An incremental analysis was conducted to compare different models used in the study. Initially, a multilayer perceptron (MLP) was trained solely using taxi demand and location data. Subsequently, an LSTM model was trained using the same dataset. The comparative analysis aimed to evaluate the performance and effectiveness of these models in handling the given data for the specified task. Then, the MLP model was also provided with the event information. The same was performed for the LSTM model, which was the final model. Graphs were also plotted for the final LSTM model trained with the event data.
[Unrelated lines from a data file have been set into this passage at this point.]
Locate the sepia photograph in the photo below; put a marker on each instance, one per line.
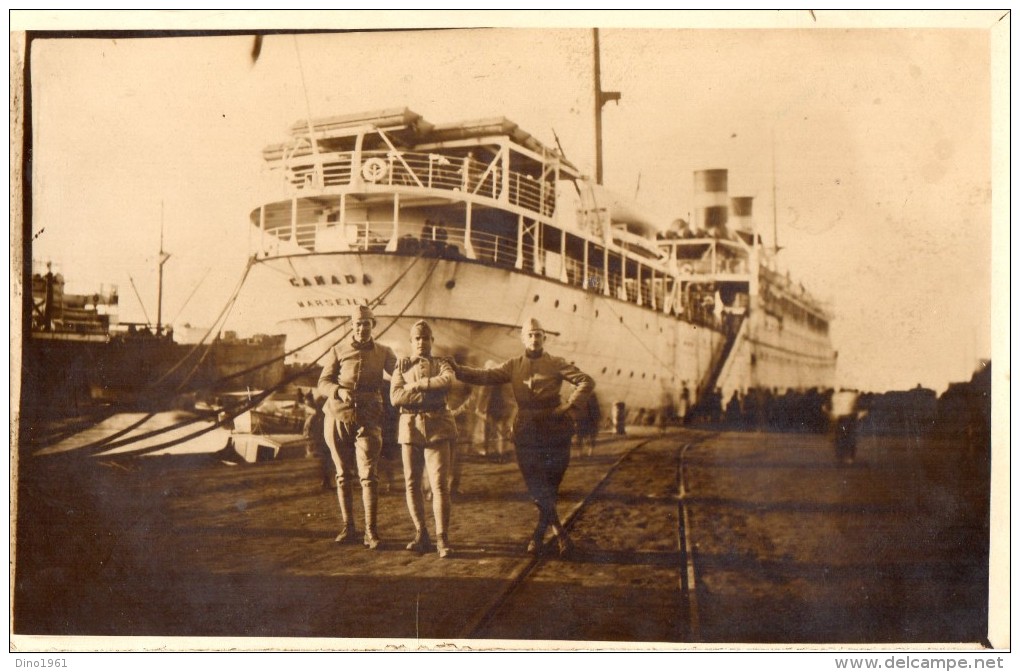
(510, 331)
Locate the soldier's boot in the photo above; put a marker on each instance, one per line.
(370, 499)
(349, 532)
(443, 545)
(564, 545)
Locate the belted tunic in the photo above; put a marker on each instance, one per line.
(424, 417)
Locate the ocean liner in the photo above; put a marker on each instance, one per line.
(476, 224)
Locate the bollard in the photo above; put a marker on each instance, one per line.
(620, 417)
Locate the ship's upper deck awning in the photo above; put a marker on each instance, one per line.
(407, 130)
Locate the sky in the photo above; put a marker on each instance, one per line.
(880, 138)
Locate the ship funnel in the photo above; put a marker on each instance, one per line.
(711, 206)
(741, 208)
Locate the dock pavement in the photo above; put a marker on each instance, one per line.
(681, 538)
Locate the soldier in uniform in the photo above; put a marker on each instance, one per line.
(425, 432)
(544, 426)
(352, 381)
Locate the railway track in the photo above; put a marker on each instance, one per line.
(632, 575)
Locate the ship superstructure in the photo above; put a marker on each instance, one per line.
(476, 224)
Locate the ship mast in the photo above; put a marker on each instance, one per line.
(775, 224)
(601, 98)
(163, 258)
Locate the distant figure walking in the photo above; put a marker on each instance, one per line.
(497, 410)
(588, 426)
(845, 416)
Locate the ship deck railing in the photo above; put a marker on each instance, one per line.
(425, 170)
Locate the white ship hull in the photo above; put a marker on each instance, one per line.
(476, 225)
(639, 355)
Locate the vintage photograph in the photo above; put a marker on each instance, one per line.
(451, 330)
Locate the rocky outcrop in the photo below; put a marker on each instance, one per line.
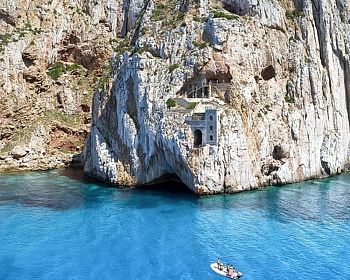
(283, 119)
(52, 57)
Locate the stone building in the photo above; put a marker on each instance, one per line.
(205, 127)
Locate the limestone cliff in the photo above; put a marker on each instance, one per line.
(278, 74)
(52, 56)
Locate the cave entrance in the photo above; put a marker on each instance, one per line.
(198, 138)
(167, 183)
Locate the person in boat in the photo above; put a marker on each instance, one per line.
(219, 263)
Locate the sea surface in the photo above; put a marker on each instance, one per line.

A comparative representation of the performance of the models is presented in
Table 5.
Graphs for the final model, i.e., LSTM with event data, are presented for each zone in
Figure 5 and
Figure 6.
As we can see, the model is able to quite correctly predict the overall trends in demand variation. It is even able to accommodate the sudden changes due to events, as visible from the spikes.
Due to significantly high error values, the current model’s reliability for accurately predicting demand is limited. As a result, it is not deemed an efficient tool for precise demand prediction at this stage. Further refinements or alternative approaches may be necessary to enhance its accuracy and practical utility. As discussed above, in this project we only took one event center into consideration, and only analyzed 4 zones. However, the model is sufficiently well trained to predict overall trends and can give a rough estimate of the demand, even if not the exact values.
4. Conclusions
The project was able to accurately estimate the demands for transport vehicles (taxis for now, as that scope was restricted to them) across four zones, and also considered events at the Barclays center to accommodate sudden rises in demands across the city.
The limitation of the datasets for many other transport vehicles was the biggest factor in the project. Reliable sources for various transport vehicles other than taxis could not be found. Another limitation was that only the data from the United States were available. Hence, the model’s deployability and use in other countries and cities depends very heavily on whether we can find or generate appropriate datasets.
The project’s core focus revolved around effectively processing and utilizing textual event data within the model’s training process to derive meaningful results. This capability holds tremendous potential for diverse applications and can be harnessed in various ways for different purposes. Event information is only one of them. We can also use the model for traffic analysis or for predicting the weather without actually obtaining numerical data and increasing the size of the feature vectors. Textual, context-based learning of various factors and training of models based on this is a very interesting concept, and should definitely be looked into more. The relationship between social media platforms and vehicle demands could also be established using the same technique.
Author Contributions
Conceptualization, K.J. and A.B.; methodology, A.S.; software, A.B. and A.S.; validation, P.K., K.J. and A.K.; formal analysis, A.S. and A.K.; investigation., A.S. and A.K.; resources, A.S. and A.B.; writing—original draft preparation, K.J., A.B. and R.B.; writing—review and editing, K.J., S.D. and A.B.; supervision, P.K.; project administration, P.K. and K.J. All authors have read and agreed to the published version of the manuscript.
Funding
This research received no external funding.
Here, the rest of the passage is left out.